Nations led by China and the European Union rally around a global plan to slow climate change after Trump began undoing Obama-era plans for deep cuts in U.S. greenhouse gas emissions.
MIDDLE EAST PEACE
After weeks of heightened unease over the stance of the United States under the new administration, Arab leaders reaffirm their commitment to a two-state solution to the decades-long Arab-Israeli conflict.
Raw feelings and mistrust could pose an obstacle to Trump and hardline conservative lawmakers in his Republican Party as they seek to rebound from defeat on healthcare legislation by launching into an overhaul of the U.S. tax code.
Wall Street has tempered its expectations for sweeping U.S. tax cuts in the wake of Trump's stinging healthcare defeat, a move that could push investors to embrace cheaper global stocks after the heady U.S. rally of recent months.

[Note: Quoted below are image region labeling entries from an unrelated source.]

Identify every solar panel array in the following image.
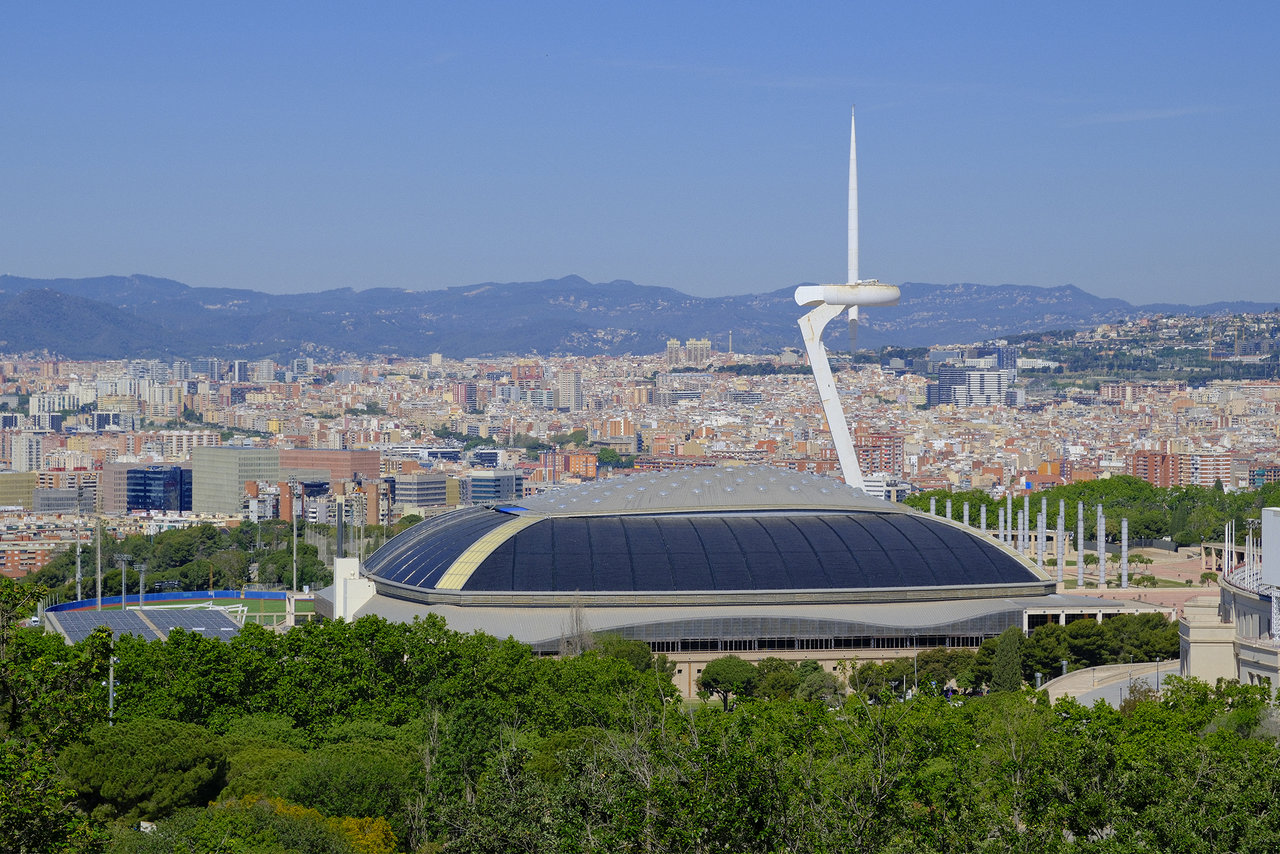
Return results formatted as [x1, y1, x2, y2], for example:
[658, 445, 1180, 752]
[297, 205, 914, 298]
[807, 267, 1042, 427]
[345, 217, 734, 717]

Republicans mostly blame the U.S. Congress, and not Trump or party leaders, for failing to pass their party's healthcare overhaul, according to a Reuters/Ipsos opinion poll.
Trump plans to sign a repeal of Obama-era broadband privacy rules as a bigger fight looms over rules governing the openness of the internet, the White House says.
The city of Seattle sues Trump's administration over its executive order seeking to withhold federal funds from "sanctuary cities," arguing it amounts to unconstitutional federal coercion.
A Native American tribe in Montana sues the Trump administration, challenging its decision to lift a moratorium on coal leases on public land without first consulting with tribal leaders.
Trump's administration has informed Congress of its plan to pursue the $5 billion sale to Bahrain of 19 Lockheed Martin LMT.N F-16 aircraft and related equipment, which was held up last year by concerns about human rights, a congressional source says.
Ivanka Trump says she will work in the White House in an unpaid, informal advisory role to her father the president as she seeks to allay ethics concerns about working there.